The only point that arises for consideration is
whether the word "impact" contained in clause 5 of
the insurance policy covers the damage caused to the
building and machinery due to driving of the bulldozer
on the road close to the building. It is evident from
the terms of the insurance policy that the property was
insured as against destruction or damage to whole or
part. The appellant company agreed to pay towards
destruction or damage to the property insured to the
extent of its liability on account of various
happenings. In the present case both the parties
relied on clause 5 of the insurance policy. Clause 5
is also subject to exclusions contained in the
insurance policy.

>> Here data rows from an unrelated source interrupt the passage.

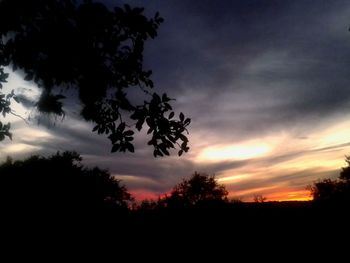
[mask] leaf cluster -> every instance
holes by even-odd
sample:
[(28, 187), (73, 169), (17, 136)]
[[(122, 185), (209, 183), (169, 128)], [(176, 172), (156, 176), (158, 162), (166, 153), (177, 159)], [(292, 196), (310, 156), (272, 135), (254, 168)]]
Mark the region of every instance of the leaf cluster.
[[(76, 90), (82, 118), (110, 139), (112, 152), (134, 152), (134, 133), (146, 123), (154, 156), (169, 155), (175, 147), (181, 155), (189, 149), (190, 119), (182, 113), (175, 119), (171, 99), (152, 91), (144, 46), (157, 36), (163, 18), (143, 12), (88, 0), (3, 0), (0, 69), (20, 69), (25, 80), (41, 88), (36, 106), (45, 114), (64, 116), (69, 98), (62, 93)], [(144, 103), (133, 102), (131, 88)]]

That a damage caused to the building
or machinery on account of driving of vehicle on the
road close to the building is not excluded. Clause 5
speaks of "impact" by any rail/road vehicle or
animal. If the appellant company wanted to exclude any
damage or destruction caused on account of driving of
vehicle on the road close to the building, it could
have expressly excluded. The insured possibly did not
understand and expect that the destruction and damage
to the building and machinery is confined only to the
direct collusion by vehicle moving on the road to the
building or machinery. In the ordinary course, the
question of a vehicle directly dashing the building or
the machinery inside the building does not arise.
Further, "impact" by road vehicle found in the
company of other words in the same clause 5 normally
indicates that damage caused to the building on account
of vibration by driving of vehicle close to the road is
also included. In order to interpret this clause, it
is also necessary to gather the intention of the
parties from the words used in the policy. If the word
"impact" is interpreted narrowly the question of
impact by any rail would not arise as the question of a
rail forcibly coming to the contact of a building or
machinery would not arise. In the absence of specific
exclusion and the word "impact" having more meanings
in the context, it cannot be confined to forcible
contact alone when it includes the meanings "to drive
close", "effective action of one thing upon another"
and "the effect of such action", it is reasonable and
fair to hold in the context that the word "impact"
contained in clause 5 of the insurance policy covers
the case of the respondent to say that damage caused to
the building and machinery on account of the bulldozer
moving closely on the road was on account of its
"impact". It is also settled position in law that if
there is any ambiguity or a term is capable of two
possible interpretations one beneficial to the insured
should be accepted consistent with the purpose for
which the policy is taken, namely, to cover the risk on
the happening of certain event. Although there is no
ambiguity in the expression "impact", even otherwise
applying the rule of contra proferentem, the use of the
word "impact" in clause 5 in the instant policy must
be construed against the appellant. Where the words of
a document are ambiguous, they shall be construed
against the party who prepared the document. This rule
applies to contracts of insurance and clause 5 of the
insurance policy even after reading the entire policy
in the present case should be construed against the
insurer. A Constitution Bench of this Court in General
Assurance Society Ltd. vs. Chandumull Jain & Anr. [1966
(3) SCR 500] has expressed that "in a contract of
insurance, there is requirement of uberrima fides, i.e.
good faith on the part of the assured and the contract
is likely to be construed contra proferentem i.e.
against the company in case of ambiguity or doubt."
In the light of what is stated above, no fault can
be found with the impugned order. The interpretation
placed by the State Commission as well as by the
National Commission in relation to the expression
"impact" is in order and appropriate. Hence the
point is answered in the affirmative.
Under the circumstances we find no merit in the
appeal. Consequently it is dismissed. No costs.